Trading with the Enemy, What it Means for the Market

My Dear Reader,

With the trouble brewing in the Ukraine scandal taking up much of the media’s time, I can’t help but wonder how the ongoing trade war with China is effecting the stock markets this October.  While it is typically month of volatility, just check out what happened in 1929, this month is off to a horrible start due to some rather predicable causes.  As Warren Buffet famously said “The market is based on fear and greed.” Fear is caused by uncertainty, and in an era where a President is under investigation and a trade war is raging against the Chinese, uncertainty is the only thing that is certain.  Its no surprised this October is off to a rocky start.  But there are two points here that have led me to pen this little piece to you today.

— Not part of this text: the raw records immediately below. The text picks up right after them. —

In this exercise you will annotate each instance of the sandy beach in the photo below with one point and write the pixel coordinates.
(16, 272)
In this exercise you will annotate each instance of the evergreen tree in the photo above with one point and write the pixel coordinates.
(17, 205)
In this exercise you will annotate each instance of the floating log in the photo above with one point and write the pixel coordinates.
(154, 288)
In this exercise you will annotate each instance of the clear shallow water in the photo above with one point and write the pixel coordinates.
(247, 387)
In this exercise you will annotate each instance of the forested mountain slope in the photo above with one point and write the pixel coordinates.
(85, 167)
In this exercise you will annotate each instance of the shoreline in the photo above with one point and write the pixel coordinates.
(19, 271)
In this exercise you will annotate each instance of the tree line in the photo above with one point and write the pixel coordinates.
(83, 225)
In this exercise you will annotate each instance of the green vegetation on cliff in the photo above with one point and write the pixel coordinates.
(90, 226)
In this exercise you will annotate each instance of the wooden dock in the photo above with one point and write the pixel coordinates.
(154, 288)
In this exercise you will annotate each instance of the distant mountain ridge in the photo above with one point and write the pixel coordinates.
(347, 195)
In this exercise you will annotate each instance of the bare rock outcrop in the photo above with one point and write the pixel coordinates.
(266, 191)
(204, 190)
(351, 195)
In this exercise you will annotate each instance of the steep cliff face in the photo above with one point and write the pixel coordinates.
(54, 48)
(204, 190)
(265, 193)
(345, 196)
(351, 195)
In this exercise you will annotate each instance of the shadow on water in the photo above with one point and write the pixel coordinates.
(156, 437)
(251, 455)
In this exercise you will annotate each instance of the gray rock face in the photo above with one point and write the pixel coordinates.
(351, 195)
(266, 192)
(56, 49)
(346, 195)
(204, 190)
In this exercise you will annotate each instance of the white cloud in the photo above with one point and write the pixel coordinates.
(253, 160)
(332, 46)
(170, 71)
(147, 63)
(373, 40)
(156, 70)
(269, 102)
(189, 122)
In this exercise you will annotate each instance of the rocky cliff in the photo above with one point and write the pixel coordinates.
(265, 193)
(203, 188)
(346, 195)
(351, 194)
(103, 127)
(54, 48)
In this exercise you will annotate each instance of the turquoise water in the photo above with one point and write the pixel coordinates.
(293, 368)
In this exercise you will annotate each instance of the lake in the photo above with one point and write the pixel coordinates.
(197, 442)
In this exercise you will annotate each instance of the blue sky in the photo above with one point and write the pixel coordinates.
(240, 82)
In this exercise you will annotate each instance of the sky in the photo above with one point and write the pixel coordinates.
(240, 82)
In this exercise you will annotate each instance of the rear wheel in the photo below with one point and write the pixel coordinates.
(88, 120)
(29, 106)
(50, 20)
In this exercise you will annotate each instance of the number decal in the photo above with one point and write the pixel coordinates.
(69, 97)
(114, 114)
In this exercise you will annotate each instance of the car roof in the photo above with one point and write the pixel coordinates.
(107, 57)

The political uncertainty in this era has made market predictions much more difficult than they were before.  Unfortunately with the low rate environment, savings accounts and bank investments have forced many retirement savings into the market. I believe that Grandma and Grandpa shouldn’t have to risk their savings in the stock market, but the truth is that banks haven’t paid out high interest rates in years. The safe investment in bonds and CD’s won’t come close to covering the cost of inflation, let alone taxation. The volatility in the market itself and the opportunity cost of every market crash will take away untold dollars from us forever, but options for the average American to even stay at the same income in retirement that they earned while they were working, are limited. I don’t think that this solution is coming very soon either.  We have a political climate that is much more suited to grandstanding and lambasting opponents than actually producing results.  No one wants to deal with inflation and no one wants to deal with broken old age security programs.  No one wants to deal with the communists and no one wants to deal with the retirement crisis.  No one in politics that is.

The second and most important point here is that solutions to an unpredictable investment market will come from personal solutions.  Here are a few that could help you until the market stabilizes.

  • Gold- While precious metals are not as popular as they once were, gold has always been a counter to inflation. Gold is also a great way at improving you position in a down market.  Never buy it in a bad market, because that’s when everyone else is buying it.  It’s rate of return is low however, so be careful no to put all your eggs in one basket!
  • Real Estate- While pricy to get into, if you buy right, you can really clean up in a down market. Larger apartments are great at earning when the housing market crashes and will still produce in a good market.  It’s also a great ego boost, but make sure your calculations are right before you buy! If not, it could spell doom for years.
  • A solid base in the private reserve strategy- While most “gurus” will tell you to avoid banking on yourself, it is used by Bank of America, Michael Dell and millions of other entrepreneurs for a reason. Without it, you may be stuck investing in an unpredictable market.